Saying that he had no training to make a dried spore powder (involving virulent anthrax) is entirely different from using a lyophilizer as part of the vaccine research. Being uncritical and accepting what the earnest prosecutor has alleged, you simply buy into what is her spin and characterization -- as distinguished from evidence. Indeed, the DC US Attorneys Office expressly takes the position that the 302s are not prior statements because they involve the agent's characterization.
The United States Attorney Taylor posited drying by lyophilizer and was immediately debunked. You falsely (in error) argued that Taylor did not say he used the lyophilizer -- when he in fact did.
For months, you did not even know what the B3 included which led to many months of confused posts which you never corrected.
Anonymous wrote: "You falsely (in error) argued that Taylor did not say he used the lyophilizer -- when he in fact did."

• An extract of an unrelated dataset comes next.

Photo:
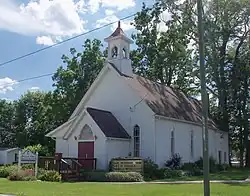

ReplyDeleteNonsense. "Can be used" is not the same as "was used" in any language. It's only people who have other theories - like you - who twist the facts to create an argument where there really is no argument.
The FACTS say that Bruce Ivins was the anthrax killer. Arguing that Taylor didn't express himself well is beside the point and just a way to avoid discussing the FACTS which say that Ivins was the anthrax killer.
Have you ever even attempted to assemble all the claims used in your "Al Qaeda Theory" to explain the theory step by step? If you try it, you'll see it's a laughable collection of unconnected and unrelated facts which make no sense.
The "Bruce Ivins CASE" makes perfect sense, it's based upon solid facts, and the DOJ was presenting the case to a grand jury while also preparing to take it to court.